How One Man Takes on the German Wealth Management Industry
Quirin bank is headquartered in Berlin. But you cannot find its offices in the posh new centre of Berlin-Mitte or in the fashionable quarters of Charlottenburg. Quirin is located at the very end of Ku’damm, a part of the city that seems slightly seedy or even shabby. Once inside the building you feel more like you have entered the office of an IT startup rather than that of a formal German private bank. But the wealth managers of Quirin bank have reached the figure of € 1 billion (about US$ 1.3 billion US$) assets under management just about 6 months ago. This is impressive stuff for a banking upstart, who got serious with private banking at the end of 2006, only months before the global financial crisis started. The bank employs 89 advisors in 13 offices across Germany. It claims to have 3000 clients.
The recipe of Quirin bank is quite simple: Give all hidden commissions, kick-backs or retrocessions back to your clients, who are only charged for advise or for performance. Starting from € 50,000 (about US$ 65.000) clients can choose between two models:
Full-fledged wealth management mandate: Clients pay € 75 per month plus 20% of the portfolio’s performance. All kickbacks are refunded to the client.
Advisory model: Clients pay € 75 per month and between 0.6% and 1.2% of assets under management per year. All kickbacks are also refunded to the client.
Both models come with no transaction fees. The bank makes the case that because of their “we-take-no-commissions-policy” they are completely objective in their advice.
The brain behind this new private banking paradigm is Karl-Matthäus Schmidt, who founded Consors, one of Germany’s most successful discount brokerages in 1994, at the age of 25, (which was acquired by BNP Paribas in 2002). Back then, Schmidt was so annoyed with sky-high brokerage fees that he came up with the idea of the discount broker. A concept that did not take long to revolutionise trading for private clients in Germany.

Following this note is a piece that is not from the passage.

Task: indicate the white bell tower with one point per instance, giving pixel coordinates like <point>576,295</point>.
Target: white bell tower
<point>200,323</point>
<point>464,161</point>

Now Schmidt has taken on the Private Banking industry. And Schmidt – despite his slightly geekish appearance – takes an aggressive approach. For instance, on the website of Quirin bank you find a list of total costs other banks charge openly and also the hidden costs. According to Quirin those total costs range from 2.44% per year (Berenberg Bank) to 5% (Dresdner Bank). However, critics of Quirin bank point out that the 20% cut of the client’s performance Quirin takes, reminds them of the hedge fund industry and can get very expensive during bull markets.
Schmidt has cut out quite a bit of work for himself. So far, the European private banking industry has staunchly defended their traditional fee models, including kickbacks, hidden commissions and in many cases not-so-objective advice. But it seems that Schmidt is on to something and the winds of change are blowing in his direction. Regulators, courts and many clients across Germany and the whole of Europe think it is time for a transparent wealth management based on objective advice. Quirin bank with Schmidt at its helm will definitely play a role in this transformation.